Click off here and if you want a specific page range, maybe you have a very large worksheet of several dozen pages and you wanted to print maybe only page 5 to 10, you could do that here. And when you do that, if you're printing out here multiple copies, here you could choose whether they're collated or not. Now here's a really great feature. You might wonder well, what's the big deal. Landscape or portrait oriented? Well, many programs in older versions of Excel it would be very easy to set up let's say landscape orientation in the document, you go over to the Print dialog box and you choose portrait oriented, and then have the pages cut off or vice-versa.
Well in Excel 2010, the orientation in the Print dialog box and in the Page Layout are synchronized. So let's say we go over here and we make it portrait oriented. See it changes here? Now click the Page Layout tab and click Orientation and look at that. It's now Portrait and vice-versa. If we change this from Portrait back to Landscape, I'll just press Ctrl+P to go back in. You see it's back to Landscape, so I think that's really a great feature. Same for page size. You can choose different page sizes if you want. I'm going to keep it at Letter.

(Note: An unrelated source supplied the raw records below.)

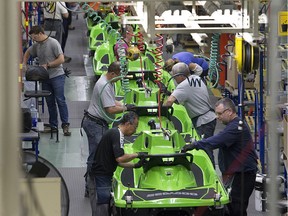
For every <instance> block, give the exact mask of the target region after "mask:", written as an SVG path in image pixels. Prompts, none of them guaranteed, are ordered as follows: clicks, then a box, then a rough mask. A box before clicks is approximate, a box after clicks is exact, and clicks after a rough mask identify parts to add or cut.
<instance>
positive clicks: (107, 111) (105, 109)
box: [105, 103, 127, 114]
mask: <svg viewBox="0 0 288 216" xmlns="http://www.w3.org/2000/svg"><path fill="white" fill-rule="evenodd" d="M126 110H127V108H126V107H125V106H124V105H123V104H122V103H115V106H113V107H106V108H105V111H106V112H107V113H110V114H117V113H121V112H124V111H126Z"/></svg>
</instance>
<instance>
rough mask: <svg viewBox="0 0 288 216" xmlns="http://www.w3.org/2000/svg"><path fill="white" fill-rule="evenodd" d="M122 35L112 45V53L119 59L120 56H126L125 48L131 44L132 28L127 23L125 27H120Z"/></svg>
mask: <svg viewBox="0 0 288 216" xmlns="http://www.w3.org/2000/svg"><path fill="white" fill-rule="evenodd" d="M121 35H122V37H121V39H120V40H118V41H117V42H116V44H115V46H114V54H115V56H116V59H117V60H118V61H119V59H120V56H121V55H123V57H124V56H125V57H126V56H127V50H128V48H129V47H130V46H131V42H132V38H133V28H132V26H131V25H127V26H126V28H123V29H122V34H121Z"/></svg>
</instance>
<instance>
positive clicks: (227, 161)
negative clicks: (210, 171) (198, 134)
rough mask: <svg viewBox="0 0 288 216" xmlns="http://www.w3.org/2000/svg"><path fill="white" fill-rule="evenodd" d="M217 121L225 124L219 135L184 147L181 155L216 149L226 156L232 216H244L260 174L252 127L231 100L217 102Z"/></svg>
mask: <svg viewBox="0 0 288 216" xmlns="http://www.w3.org/2000/svg"><path fill="white" fill-rule="evenodd" d="M215 113H216V115H217V118H218V119H219V120H220V121H221V122H222V123H223V124H224V125H226V127H225V129H224V130H223V131H221V132H219V133H218V134H217V135H214V136H211V137H209V138H207V139H203V140H200V141H196V142H193V143H192V144H189V145H185V146H184V147H183V149H182V152H186V151H188V150H192V149H197V150H198V149H207V148H210V149H216V148H219V149H220V150H221V151H222V153H223V158H222V159H223V169H222V170H221V171H222V175H223V182H224V184H225V185H226V186H230V187H231V194H230V195H231V198H232V202H231V203H229V204H228V210H229V215H233V216H245V215H247V212H246V210H247V207H248V203H249V197H250V196H251V194H252V192H253V189H254V185H255V178H256V172H257V159H258V156H257V154H256V152H255V149H254V143H253V140H252V136H251V133H250V130H249V127H248V126H247V124H246V123H245V122H243V121H242V120H241V119H240V118H239V117H238V116H237V114H236V108H235V105H234V103H233V101H232V100H230V99H229V98H223V99H221V100H219V101H217V102H216V104H215Z"/></svg>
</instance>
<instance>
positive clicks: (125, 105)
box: [125, 104, 137, 111]
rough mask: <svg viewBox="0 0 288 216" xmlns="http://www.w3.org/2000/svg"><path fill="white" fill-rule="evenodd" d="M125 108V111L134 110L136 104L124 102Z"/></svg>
mask: <svg viewBox="0 0 288 216" xmlns="http://www.w3.org/2000/svg"><path fill="white" fill-rule="evenodd" d="M125 106H126V110H127V111H136V108H137V107H136V105H135V104H126V105H125Z"/></svg>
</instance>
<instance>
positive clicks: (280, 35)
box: [278, 11, 288, 36]
mask: <svg viewBox="0 0 288 216" xmlns="http://www.w3.org/2000/svg"><path fill="white" fill-rule="evenodd" d="M278 35H279V36H288V11H280V12H279V13H278Z"/></svg>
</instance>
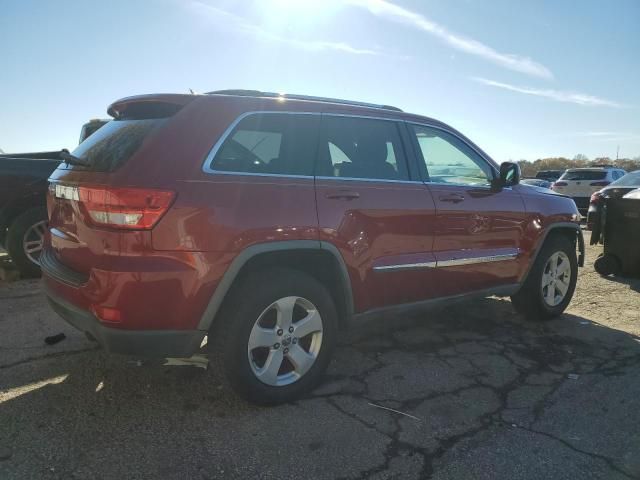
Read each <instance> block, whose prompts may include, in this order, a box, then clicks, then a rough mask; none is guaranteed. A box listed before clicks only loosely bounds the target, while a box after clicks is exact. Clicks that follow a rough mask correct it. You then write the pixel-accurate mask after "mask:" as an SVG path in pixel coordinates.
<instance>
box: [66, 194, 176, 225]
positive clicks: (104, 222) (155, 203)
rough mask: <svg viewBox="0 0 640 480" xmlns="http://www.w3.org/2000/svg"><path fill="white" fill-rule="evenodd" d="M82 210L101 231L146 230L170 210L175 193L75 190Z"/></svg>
mask: <svg viewBox="0 0 640 480" xmlns="http://www.w3.org/2000/svg"><path fill="white" fill-rule="evenodd" d="M76 195H77V196H76V197H75V198H74V199H77V200H78V203H79V204H80V206H81V208H83V209H84V210H85V213H86V214H87V215H88V217H89V219H90V221H91V223H93V224H94V225H96V226H101V227H111V228H121V229H127V230H149V229H151V228H153V226H154V225H155V224H156V223H157V222H158V220H160V217H162V215H164V214H165V212H166V211H167V210H168V209H169V207H170V206H171V203H172V202H173V199H174V197H175V193H174V192H170V191H165V190H154V189H146V188H113V187H97V186H96V187H85V186H82V187H77V194H76Z"/></svg>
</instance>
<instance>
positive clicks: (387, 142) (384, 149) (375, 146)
mask: <svg viewBox="0 0 640 480" xmlns="http://www.w3.org/2000/svg"><path fill="white" fill-rule="evenodd" d="M323 121H324V125H323V135H322V140H321V142H322V143H321V145H320V150H319V158H318V169H317V171H316V173H317V175H320V176H325V177H340V178H365V179H373V180H376V179H379V180H408V179H409V174H408V172H407V164H406V159H405V155H404V151H403V149H402V143H401V140H400V134H399V132H398V126H397V125H396V122H393V121H386V120H372V119H368V118H355V117H337V116H330V115H327V116H324V120H323Z"/></svg>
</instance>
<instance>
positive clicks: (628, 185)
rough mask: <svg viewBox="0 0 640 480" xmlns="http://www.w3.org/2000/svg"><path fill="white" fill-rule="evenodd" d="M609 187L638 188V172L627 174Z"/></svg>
mask: <svg viewBox="0 0 640 480" xmlns="http://www.w3.org/2000/svg"><path fill="white" fill-rule="evenodd" d="M611 185H619V186H621V187H636V186H637V187H640V171H638V172H631V173H627V174H626V175H625V176H624V177H622V178H619V179H618V180H616V181H615V182H613V183H612V184H611Z"/></svg>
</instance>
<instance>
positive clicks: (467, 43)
mask: <svg viewBox="0 0 640 480" xmlns="http://www.w3.org/2000/svg"><path fill="white" fill-rule="evenodd" d="M349 3H350V4H351V5H353V6H356V7H359V8H364V9H366V10H368V11H369V12H371V13H372V14H373V15H375V16H377V17H380V18H383V19H385V20H391V21H394V22H398V23H402V24H404V25H409V26H411V27H414V28H417V29H419V30H422V31H424V32H426V33H428V34H430V35H433V36H434V37H436V38H438V39H439V40H441V41H442V42H444V43H446V44H447V45H449V46H450V47H452V48H455V49H456V50H459V51H461V52H465V53H468V54H469V55H475V56H477V57H480V58H483V59H485V60H488V61H490V62H492V63H495V64H496V65H500V66H501V67H504V68H508V69H509V70H514V71H516V72H520V73H525V74H527V75H531V76H533V77H539V78H544V79H551V78H553V74H552V73H551V71H550V70H549V69H548V68H547V67H545V66H544V65H542V64H540V63H538V62H535V61H534V60H532V59H530V58H528V57H523V56H520V55H513V54H508V53H501V52H498V51H497V50H494V49H493V48H491V47H489V46H488V45H485V44H484V43H481V42H479V41H477V40H474V39H471V38H466V37H463V36H461V35H457V34H455V33H452V32H450V31H449V30H447V29H446V28H445V27H443V26H441V25H438V24H437V23H435V22H432V21H431V20H429V19H427V18H426V17H425V16H423V15H421V14H419V13H416V12H412V11H411V10H408V9H406V8H403V7H400V6H398V5H395V4H393V3H391V2H388V1H386V0H349Z"/></svg>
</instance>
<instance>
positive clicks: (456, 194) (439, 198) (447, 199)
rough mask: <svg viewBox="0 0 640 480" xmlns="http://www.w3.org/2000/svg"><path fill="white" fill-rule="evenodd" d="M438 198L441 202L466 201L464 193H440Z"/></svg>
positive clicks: (461, 201) (438, 199) (456, 201)
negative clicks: (463, 194) (464, 197)
mask: <svg viewBox="0 0 640 480" xmlns="http://www.w3.org/2000/svg"><path fill="white" fill-rule="evenodd" d="M438 200H440V201H441V202H451V203H460V202H463V201H464V195H461V194H459V193H450V194H448V195H440V196H439V197H438Z"/></svg>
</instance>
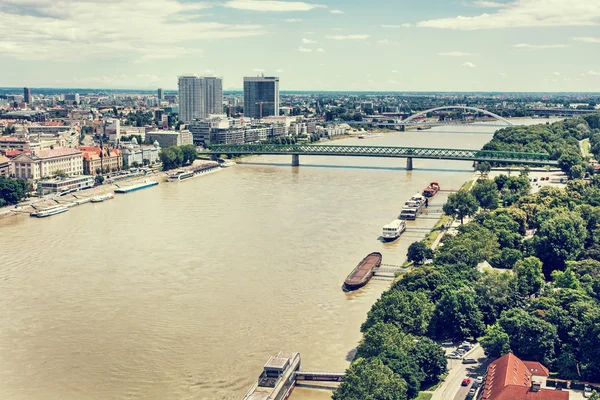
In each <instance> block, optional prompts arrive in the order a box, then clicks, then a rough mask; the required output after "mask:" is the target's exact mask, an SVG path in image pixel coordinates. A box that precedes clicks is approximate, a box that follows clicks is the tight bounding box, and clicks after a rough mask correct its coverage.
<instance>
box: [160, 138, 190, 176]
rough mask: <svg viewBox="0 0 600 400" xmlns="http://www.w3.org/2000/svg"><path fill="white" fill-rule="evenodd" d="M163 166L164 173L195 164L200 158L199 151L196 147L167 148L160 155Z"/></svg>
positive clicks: (179, 146) (160, 157)
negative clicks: (182, 167)
mask: <svg viewBox="0 0 600 400" xmlns="http://www.w3.org/2000/svg"><path fill="white" fill-rule="evenodd" d="M158 157H159V158H160V161H161V162H162V164H163V171H168V170H171V169H175V168H180V167H182V166H184V165H188V164H191V163H193V162H194V161H195V160H196V158H198V151H197V150H196V146H194V145H191V144H190V145H185V146H179V147H176V146H172V147H165V148H164V149H162V150H161V151H160V153H158Z"/></svg>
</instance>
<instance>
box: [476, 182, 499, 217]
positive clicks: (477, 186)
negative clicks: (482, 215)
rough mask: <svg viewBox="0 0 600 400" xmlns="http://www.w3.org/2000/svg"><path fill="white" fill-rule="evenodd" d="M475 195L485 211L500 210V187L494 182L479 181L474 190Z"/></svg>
mask: <svg viewBox="0 0 600 400" xmlns="http://www.w3.org/2000/svg"><path fill="white" fill-rule="evenodd" d="M473 195H474V196H475V198H476V199H477V202H478V203H479V205H480V206H481V208H483V209H484V210H494V209H496V208H498V200H499V197H498V187H497V186H496V183H495V182H494V181H490V180H487V179H486V180H484V181H478V182H477V183H476V184H475V187H474V188H473Z"/></svg>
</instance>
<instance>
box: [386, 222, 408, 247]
mask: <svg viewBox="0 0 600 400" xmlns="http://www.w3.org/2000/svg"><path fill="white" fill-rule="evenodd" d="M405 230H406V222H404V221H402V220H399V219H395V220H393V221H392V222H390V223H389V224H387V225H385V226H384V227H383V234H382V237H383V240H385V241H386V242H392V241H394V240H396V239H398V238H399V237H400V235H402V234H403V233H404V231H405Z"/></svg>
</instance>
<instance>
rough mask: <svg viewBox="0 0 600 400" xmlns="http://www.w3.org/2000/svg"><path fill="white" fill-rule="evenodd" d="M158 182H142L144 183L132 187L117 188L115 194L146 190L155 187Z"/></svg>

And if you want to change what your margins are or if you want to change custom margins you can click that over here. Now Scaling means let's say your worksheet is just a little too big for one page and you want to shrink it to 100% so it fits on the page, or maybe it's really tiny and you want it bigger to take up the page. Well that's what you could do here for scaling and you have the options here. Keep in mind if you scale the page, making it bigger or smaller, you are not changing the fonts. You're not changing the column widths or the row height. It's simply the image that comes out of the printer that you're changing.
Kind of like if you use a rescaling feature on a photocopier. I'm going to leave this here as No Scaling. Now if you like kind of an old-fashioned Page Setup dialog box the way Excel did it in previous versions, you have this Page Setup link and you can click that and that's going to bring you to Page Setup. I am just going to click Cancel. We don't really need that. Well, let's say we want to go and create an Adobe PDF so this will be readable in Adobe Reader. Now that's the default printer on this machine, so all you have to do is click Print, but that means Adobe Acrobat is installed.
What if your computer doesn't have Adobe Acrobat installed? You can still create a PDF. You don't need Adobe Acrobat. Click over here, Save & Send. We can choose to Create PDF or XPS document. XPS is kind of the Microsoft way of creating a format kind of like PDF, but don't worry about that too much. So just choose that and then click this button here and by default it will offer to create a PDF and I'm just going to leave this here in the Chapter 6 folder. Now if you want some options specific for how to create the PDF, you can click Options and you have all your options up here.
I'm just going to leave the defaults and click Cancel. And over here where it says Open file after publishing, you probably want to leave that selected just so you can view it in Adobe Reader to make sure you got what you are hoping to get, and then click Publish. And here we have this open in Adobe Acrobat or Adobe Reader depending upon what you have in your computer and this is exactly what we saw in Print Preview. I think this is a really great feature. Go and check it out.